Google

Project Skate

  • Machine Learning
  • Product Development
  • R&D

Project Skate is helping to change the face of skateboarding with machine learning.

Interest in skateboarding continues to soar after the sport saw its debut in the Tokyo Olympic Games in 2021. As this sport continues to sky-rocket, so does its fanbase - skaters and spectators both eager to understand the sport more deeply.

The Google team wanted to use this insight to make Skateboarding more accessible to the general public by breaking down the tricks into understandable parts. They partnered with us to create an event-focused technical installation for half-pipe skateboarding. Multiple cameras, Google’s Tensorflow AI platform, and computer vision allowed the audience and skater to watch a data-augmented replay of their session with tricks automatically named and stats generated.

"I don’t think people know how good the girls are."

Sky Brown

Pro Skater

Skating in competitions since the age of eight, Sky Brown won a bronze medal at the 2021 Tokyo Olympics, representing Great Britain

Sky Brown, the 14-year-old female Olympic bronze medallist, helped us to evaluate our system and provided insights into how she does what she does best.

Skateboarding is now an olympic sport, with talented newcomers from around the world competing for the gold. Seeing the stunts that these athletes can pull off is incredible, but it’s also extremely difficult for a beginner skater to replicate these feats with achievable milestones.

The difficulty of explaining the performance isn’t helped by the fact that skateboarding tricks have impenetrable names for the lay-person, like the “Fakie McTwist” or the “Frontside Caballerial”. They are often named after the first person to successfully perform the trick, which preserves the history of the sport but makes the names opaque to the casual observer. Even the breakdown of how a trick is performed is full of jargon: performing a frontside, backside, fakie, blunt, disaster, 180, etc.

We used the open-source Google Tensorflow-based AI system, BlazePose, along with studio-grade cameras and wireless sensors to track the pose of the skater and skateboard at sixty times per second. 

We captured hundreds of example tricks on the Southern Hemisphere’s largest half-pipe with some of Australia’s best skateboarders at the Sydney Olympic Park. Hours of footage at 60fps from multiple angles let us see the athletes’ tricks in high detail. We hand labeled each of the tricks with useful information, like their approach side, the number of spins they performed, whether the trick was a grind or aerial, etc.

Project Skate captures Sky's body position at every part of the trick, generating the data behind her movements.

From analysing this footage, we realised that skateboarding tricks are composed of a small set of actions that are strung together in new and interesting ways.

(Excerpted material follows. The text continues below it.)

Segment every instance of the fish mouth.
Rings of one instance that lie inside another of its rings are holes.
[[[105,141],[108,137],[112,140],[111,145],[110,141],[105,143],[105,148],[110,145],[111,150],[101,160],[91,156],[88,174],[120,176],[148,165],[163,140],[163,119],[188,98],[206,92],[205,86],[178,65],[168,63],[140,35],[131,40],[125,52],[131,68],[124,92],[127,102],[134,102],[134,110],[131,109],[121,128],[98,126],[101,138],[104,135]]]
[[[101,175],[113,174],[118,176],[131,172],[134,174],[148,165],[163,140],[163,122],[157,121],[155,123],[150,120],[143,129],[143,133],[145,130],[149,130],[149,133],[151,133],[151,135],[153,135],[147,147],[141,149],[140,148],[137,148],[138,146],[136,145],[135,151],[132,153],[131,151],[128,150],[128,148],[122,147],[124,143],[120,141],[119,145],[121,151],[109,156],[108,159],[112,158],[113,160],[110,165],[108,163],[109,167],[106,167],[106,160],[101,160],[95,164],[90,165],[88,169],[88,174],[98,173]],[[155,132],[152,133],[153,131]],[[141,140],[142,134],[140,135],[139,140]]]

So, we developed a program to measure some of the fundamental parts of the skateboard trick, like: how fast the skateboarder was going, how high they reached, how many rotations they performed, where they grabbed the board, and how the board moved in the air or on the rail.

Now that we had the separate parts of the trick, we could combine these systems together and give the trick its name. To make the trick names more friendly and universally accepted, our skateboarders recommended that we should use the tricks’ names from the Tony Hawk Pro Skater video game. We played a lot of that game to get the information we needed.


Project Skate was able to identify Sky's signature tricks, and provide data behind them that she had never seen before.

“People don’t really look at height right now. They just look at difficulty. This is going to push me.”

Sky Brown

Pro Skater

Three cameras were installed to ensure a view of the skateboarder from all angles.

Using Tensorflow and Blazepose, Project Skate identifies the skateboarder in frame and draws points on parts of their body.

We had a working prototype on-set in San Francisco nine weeks after the initial brief. Sky Brown, 14-year-old Olympic Bronze medallist in the women’s street skateboarding category, was our Beta tester.

Google and Vice, produced a film around this technology that was played at the Google Developers Conference and received much internal and external business interest.


"Project Skate enables skateboarders – who may be underestimated due to human bias – to demonstrate the extent of their skills with certainty."

David Arcus

Google Creative Technologist, Brand Studio APAC

“We’re excited to continue developing the technology and see how it can help showcase the performance of athletes, and bring equal participation across the board.”